Nelson Mandela died yesterday December 5. 2013 and the world mourns for him. The South Africa that he was born into saw him, a black man as unworthy of equal citizenship, wished to keep him excluded and ignored, systematically discriminated and economically deprived. There are few people whose existence can stake a claim on the course of history; of having left the world inescapably altered, transformed, improved. He was such a one, in a world where there are very few.
The tiny house in Soweto, the slum where Mandela lived before his imprisonment is a tourist site today. The young black South African student, who was leading the tour when I visited, told her leader’s story well, as she led us through the tiny space. The smallness of it, the single crowded front room, the sparse bedroom, are crucial points in the legend of the man; his greatness rose from very little; his generosity from a want borne with grace. The prison cell on Robben Island where he would be held captive by the apartheid regime of South Africa was even smaller, the possibilities for change smaller still.
Triumph against apartheid; a peaceful movement that uprooted an unjust system; replaced the domination of the few by a democracy of the many; was iconic and exemplary. Nelson Mandela was a man of that extraordinary moment and his passing marks the point where it enters the past. South Africa’s present; is far more complicated. Beyond the tourist sites commemorating the moments of the anti-apartheid struggle, Soweto the slum where the struggle began, is still a slum. While there are no longer laws forcibly segregating the races; only blacks live there, over one million of them. The crammed together dwellings are still made of scraps, the many children still play in the rubbish, the men and women still fight for survival, for a job, for a reasonable living. It is not that the end of apartheid did not free them, make them equal and self-governing. It is that after that extraordinary achievement of the anti-apartheid struggle, now past; is the mediocrity of the present. After winning the big battles there are the small struggles for housing, for water, for medicines for children. One woman from Soweto who works as a maid in Johannesburg said it well; “we are still waiting for change.”
It is the moments after the extraordinary; after the iconic, that seem to bear the greatest challenges to hope and perseverance. The roots of the anti-apartheid movement were inextricably knotted with the anti-colonial impetus of the Indian subcontinent that drove the British out in 1947. Partition, the creation of two sovereign independent nations, was a historic achievement, a grand moment in lifetimes of lost struggles and subjugated populations. It was wrought on the brave backs of those that fought and fevered in its turmoil, sacrificed lives and homes and children. Independence and partition was the promise of a better and equal future, of self-governance and of a final end to foreign domination.

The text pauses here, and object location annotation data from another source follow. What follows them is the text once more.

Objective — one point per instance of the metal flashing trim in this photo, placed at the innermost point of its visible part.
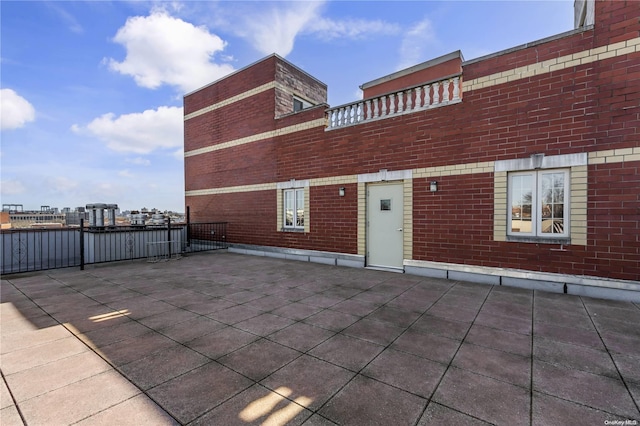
(233, 99)
(579, 58)
(547, 162)
(527, 275)
(258, 137)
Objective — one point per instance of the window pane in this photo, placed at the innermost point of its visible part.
(300, 208)
(552, 203)
(288, 208)
(521, 203)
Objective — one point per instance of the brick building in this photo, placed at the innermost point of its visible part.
(518, 168)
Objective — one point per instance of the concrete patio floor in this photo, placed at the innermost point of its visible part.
(227, 339)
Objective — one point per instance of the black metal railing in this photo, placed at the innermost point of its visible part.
(206, 236)
(26, 250)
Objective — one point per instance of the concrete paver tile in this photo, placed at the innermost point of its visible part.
(108, 335)
(374, 331)
(5, 396)
(296, 311)
(413, 301)
(78, 400)
(257, 406)
(515, 343)
(519, 311)
(393, 316)
(9, 416)
(167, 319)
(193, 328)
(134, 348)
(32, 338)
(484, 398)
(189, 396)
(347, 352)
(514, 369)
(139, 410)
(264, 324)
(621, 343)
(268, 303)
(405, 371)
(629, 366)
(162, 366)
(548, 410)
(322, 301)
(301, 336)
(437, 414)
(575, 336)
(24, 359)
(572, 356)
(222, 342)
(39, 380)
(355, 307)
(259, 359)
(367, 401)
(318, 420)
(627, 327)
(332, 320)
(209, 306)
(243, 296)
(309, 380)
(561, 318)
(595, 391)
(501, 322)
(426, 345)
(234, 314)
(441, 326)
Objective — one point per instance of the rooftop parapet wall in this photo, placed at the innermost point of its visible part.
(237, 83)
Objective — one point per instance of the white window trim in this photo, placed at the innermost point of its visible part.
(294, 192)
(536, 217)
(292, 184)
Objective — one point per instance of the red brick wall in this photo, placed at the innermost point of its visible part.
(590, 107)
(251, 218)
(255, 75)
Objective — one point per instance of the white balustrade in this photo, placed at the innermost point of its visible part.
(405, 101)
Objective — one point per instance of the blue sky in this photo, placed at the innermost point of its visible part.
(92, 91)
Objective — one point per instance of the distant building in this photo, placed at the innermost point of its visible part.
(517, 168)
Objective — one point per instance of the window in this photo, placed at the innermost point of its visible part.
(539, 204)
(294, 209)
(299, 104)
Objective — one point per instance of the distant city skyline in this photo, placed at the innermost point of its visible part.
(91, 92)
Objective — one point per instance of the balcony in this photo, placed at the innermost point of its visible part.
(422, 97)
(228, 339)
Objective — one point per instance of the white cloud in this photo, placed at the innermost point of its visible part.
(138, 161)
(12, 187)
(275, 30)
(140, 133)
(162, 49)
(329, 29)
(16, 111)
(414, 44)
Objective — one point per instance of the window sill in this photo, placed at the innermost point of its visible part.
(538, 240)
(294, 230)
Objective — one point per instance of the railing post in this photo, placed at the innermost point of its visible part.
(82, 244)
(169, 237)
(188, 226)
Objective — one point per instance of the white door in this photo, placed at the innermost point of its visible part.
(384, 225)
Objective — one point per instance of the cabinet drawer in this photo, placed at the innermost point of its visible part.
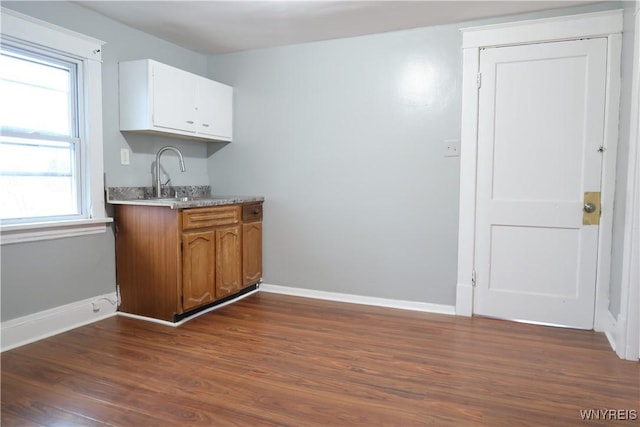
(252, 212)
(210, 217)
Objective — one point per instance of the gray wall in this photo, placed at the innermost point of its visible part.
(41, 275)
(349, 156)
(623, 157)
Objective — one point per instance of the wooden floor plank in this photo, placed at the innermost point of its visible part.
(274, 360)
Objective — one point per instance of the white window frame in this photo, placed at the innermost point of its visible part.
(40, 33)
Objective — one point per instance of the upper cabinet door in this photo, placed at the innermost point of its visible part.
(158, 98)
(174, 104)
(215, 105)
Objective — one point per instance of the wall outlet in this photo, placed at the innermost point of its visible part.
(124, 156)
(452, 148)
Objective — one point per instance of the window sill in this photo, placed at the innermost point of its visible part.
(22, 233)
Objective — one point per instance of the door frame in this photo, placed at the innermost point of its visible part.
(625, 338)
(607, 24)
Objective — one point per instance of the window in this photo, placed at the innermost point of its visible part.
(51, 167)
(40, 145)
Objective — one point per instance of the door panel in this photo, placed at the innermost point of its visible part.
(198, 274)
(541, 122)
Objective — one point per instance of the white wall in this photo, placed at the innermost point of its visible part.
(345, 140)
(623, 157)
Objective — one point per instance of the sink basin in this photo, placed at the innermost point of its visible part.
(184, 198)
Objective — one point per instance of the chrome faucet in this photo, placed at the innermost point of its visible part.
(158, 183)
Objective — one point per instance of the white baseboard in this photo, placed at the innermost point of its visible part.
(186, 319)
(464, 299)
(358, 299)
(36, 326)
(610, 329)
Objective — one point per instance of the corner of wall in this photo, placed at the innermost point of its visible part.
(33, 327)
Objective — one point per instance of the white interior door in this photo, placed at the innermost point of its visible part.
(540, 127)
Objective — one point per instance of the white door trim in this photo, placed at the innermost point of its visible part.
(600, 24)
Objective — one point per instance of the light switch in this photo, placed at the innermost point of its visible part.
(124, 156)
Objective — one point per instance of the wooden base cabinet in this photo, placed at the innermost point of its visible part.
(170, 262)
(251, 244)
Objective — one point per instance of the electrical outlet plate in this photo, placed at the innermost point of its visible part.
(124, 156)
(451, 148)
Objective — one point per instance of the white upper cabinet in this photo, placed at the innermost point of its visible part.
(158, 98)
(215, 102)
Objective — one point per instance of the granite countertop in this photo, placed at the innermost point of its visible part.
(174, 197)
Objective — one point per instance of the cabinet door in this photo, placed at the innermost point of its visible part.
(215, 104)
(198, 268)
(251, 253)
(228, 261)
(174, 98)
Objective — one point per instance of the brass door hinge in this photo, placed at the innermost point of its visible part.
(591, 208)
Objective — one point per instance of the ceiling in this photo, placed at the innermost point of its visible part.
(212, 27)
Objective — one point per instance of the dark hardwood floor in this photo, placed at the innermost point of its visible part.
(274, 360)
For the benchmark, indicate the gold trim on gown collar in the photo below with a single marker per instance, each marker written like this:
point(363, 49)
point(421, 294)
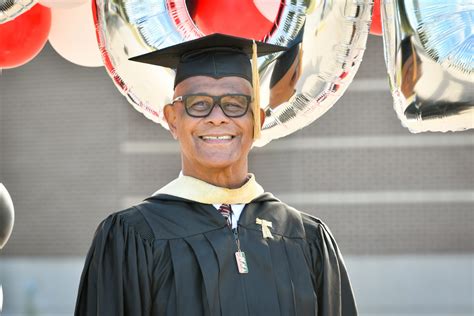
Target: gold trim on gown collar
point(197, 190)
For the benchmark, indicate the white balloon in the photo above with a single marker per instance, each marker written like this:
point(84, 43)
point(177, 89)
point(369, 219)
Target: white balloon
point(62, 4)
point(73, 36)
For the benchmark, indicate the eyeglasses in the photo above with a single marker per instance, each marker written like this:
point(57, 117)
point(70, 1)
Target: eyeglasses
point(201, 105)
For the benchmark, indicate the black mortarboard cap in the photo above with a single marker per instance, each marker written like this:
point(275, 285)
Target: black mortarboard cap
point(215, 55)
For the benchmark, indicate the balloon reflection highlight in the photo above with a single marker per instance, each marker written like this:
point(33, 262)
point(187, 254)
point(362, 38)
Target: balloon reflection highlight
point(326, 39)
point(429, 52)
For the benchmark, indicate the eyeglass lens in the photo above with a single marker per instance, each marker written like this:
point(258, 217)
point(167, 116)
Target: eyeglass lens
point(202, 105)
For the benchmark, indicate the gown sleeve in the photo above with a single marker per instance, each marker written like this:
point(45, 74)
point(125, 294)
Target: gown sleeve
point(333, 287)
point(118, 268)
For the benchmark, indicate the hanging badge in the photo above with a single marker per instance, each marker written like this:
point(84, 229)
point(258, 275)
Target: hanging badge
point(241, 262)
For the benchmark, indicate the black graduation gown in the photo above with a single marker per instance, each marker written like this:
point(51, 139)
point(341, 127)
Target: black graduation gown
point(171, 256)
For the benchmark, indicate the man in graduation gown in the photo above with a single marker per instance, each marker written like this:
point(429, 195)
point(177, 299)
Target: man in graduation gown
point(212, 242)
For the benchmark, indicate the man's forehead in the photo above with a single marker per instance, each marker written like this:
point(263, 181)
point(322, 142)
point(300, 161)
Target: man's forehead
point(204, 84)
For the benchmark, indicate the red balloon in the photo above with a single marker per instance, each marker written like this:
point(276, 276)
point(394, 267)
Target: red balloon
point(376, 26)
point(244, 18)
point(23, 38)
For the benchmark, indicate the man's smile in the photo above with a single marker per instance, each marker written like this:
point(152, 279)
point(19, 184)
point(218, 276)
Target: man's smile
point(216, 138)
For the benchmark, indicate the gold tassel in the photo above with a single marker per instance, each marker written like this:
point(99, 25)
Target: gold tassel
point(256, 93)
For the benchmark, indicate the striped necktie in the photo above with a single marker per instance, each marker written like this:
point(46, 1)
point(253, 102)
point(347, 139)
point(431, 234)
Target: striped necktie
point(226, 211)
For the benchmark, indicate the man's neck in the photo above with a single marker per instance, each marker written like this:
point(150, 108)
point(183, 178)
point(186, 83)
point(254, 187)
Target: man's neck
point(224, 178)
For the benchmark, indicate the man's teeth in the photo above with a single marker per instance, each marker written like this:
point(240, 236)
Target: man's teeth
point(216, 137)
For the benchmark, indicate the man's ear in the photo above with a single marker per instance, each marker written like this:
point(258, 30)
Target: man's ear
point(170, 117)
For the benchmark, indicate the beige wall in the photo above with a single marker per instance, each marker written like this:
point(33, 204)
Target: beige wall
point(69, 155)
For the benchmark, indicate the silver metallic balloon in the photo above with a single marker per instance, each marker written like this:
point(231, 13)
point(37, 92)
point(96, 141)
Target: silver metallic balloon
point(7, 216)
point(429, 52)
point(10, 9)
point(328, 39)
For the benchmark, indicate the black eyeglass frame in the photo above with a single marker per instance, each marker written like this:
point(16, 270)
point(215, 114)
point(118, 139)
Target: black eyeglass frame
point(216, 100)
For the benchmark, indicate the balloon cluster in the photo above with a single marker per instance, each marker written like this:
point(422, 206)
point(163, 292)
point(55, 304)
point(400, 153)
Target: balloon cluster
point(26, 26)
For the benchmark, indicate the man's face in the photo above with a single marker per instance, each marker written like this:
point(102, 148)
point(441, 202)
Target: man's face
point(215, 142)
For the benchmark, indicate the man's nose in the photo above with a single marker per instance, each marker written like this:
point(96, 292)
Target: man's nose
point(217, 116)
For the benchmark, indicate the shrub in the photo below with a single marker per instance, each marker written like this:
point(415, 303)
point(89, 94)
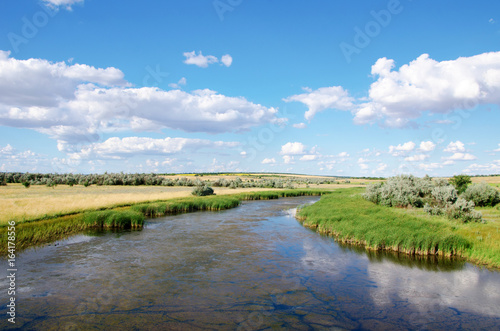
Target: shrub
point(463, 210)
point(444, 195)
point(372, 192)
point(400, 191)
point(482, 194)
point(203, 191)
point(460, 182)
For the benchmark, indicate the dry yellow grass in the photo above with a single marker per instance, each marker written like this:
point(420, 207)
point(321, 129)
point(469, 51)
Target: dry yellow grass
point(21, 204)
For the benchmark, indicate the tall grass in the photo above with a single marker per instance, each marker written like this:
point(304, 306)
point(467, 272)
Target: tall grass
point(348, 217)
point(109, 219)
point(44, 231)
point(209, 203)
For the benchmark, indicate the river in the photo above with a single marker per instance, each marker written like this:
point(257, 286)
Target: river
point(249, 268)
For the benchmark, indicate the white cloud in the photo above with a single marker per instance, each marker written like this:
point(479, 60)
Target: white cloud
point(418, 157)
point(300, 125)
point(343, 154)
point(7, 150)
point(428, 85)
point(288, 159)
point(381, 168)
point(203, 61)
point(487, 169)
point(295, 148)
point(199, 60)
point(402, 149)
point(309, 157)
point(461, 157)
point(454, 147)
point(427, 146)
point(268, 161)
point(227, 60)
point(117, 148)
point(430, 166)
point(40, 83)
point(180, 83)
point(334, 97)
point(62, 3)
point(76, 103)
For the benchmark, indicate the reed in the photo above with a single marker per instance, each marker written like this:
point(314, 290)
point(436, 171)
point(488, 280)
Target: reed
point(111, 219)
point(345, 215)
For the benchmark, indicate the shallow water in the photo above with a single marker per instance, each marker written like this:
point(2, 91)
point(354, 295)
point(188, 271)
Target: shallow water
point(250, 268)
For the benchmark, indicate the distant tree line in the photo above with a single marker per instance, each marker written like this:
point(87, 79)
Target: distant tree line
point(454, 198)
point(52, 180)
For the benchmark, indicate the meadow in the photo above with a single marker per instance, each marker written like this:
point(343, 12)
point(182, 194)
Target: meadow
point(349, 218)
point(44, 214)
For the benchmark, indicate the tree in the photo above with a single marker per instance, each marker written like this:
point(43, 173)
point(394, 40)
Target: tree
point(460, 182)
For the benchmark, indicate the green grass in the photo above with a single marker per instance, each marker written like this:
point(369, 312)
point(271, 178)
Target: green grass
point(45, 231)
point(345, 215)
point(210, 203)
point(111, 219)
point(348, 217)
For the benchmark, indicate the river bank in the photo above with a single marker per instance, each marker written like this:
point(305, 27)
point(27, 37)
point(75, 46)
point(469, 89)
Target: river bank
point(41, 232)
point(349, 218)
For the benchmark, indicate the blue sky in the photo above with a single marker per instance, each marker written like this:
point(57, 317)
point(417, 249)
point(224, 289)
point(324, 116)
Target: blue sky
point(351, 88)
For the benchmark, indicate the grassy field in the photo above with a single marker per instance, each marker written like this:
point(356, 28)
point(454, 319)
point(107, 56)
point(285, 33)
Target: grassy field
point(41, 202)
point(348, 217)
point(29, 234)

It is in the aftermath of great struggles that bonds unravel; that doubts seep in; old resentments return and new ones are born. For Pakistan; now so much farther away from 1947; this moment of doubt, of disbelief and of dissension is the present. The principles that were clear then in the glory of creation seem murky now; the unity that was real then is a memory now. Some parts of history have been kept close to hearts other parts erased fast. Dead leaders have been recast to fit present politics, and questions and confusions litter made-up memories. The moments in which the good triumph and the weak win are the ones we wish would last forever; the ones where the meaning of victory is elusive and the purpose of trying uncertain are the ones that we are left with. After the passing of the historic; lies the desolate wasteland of the ordinary.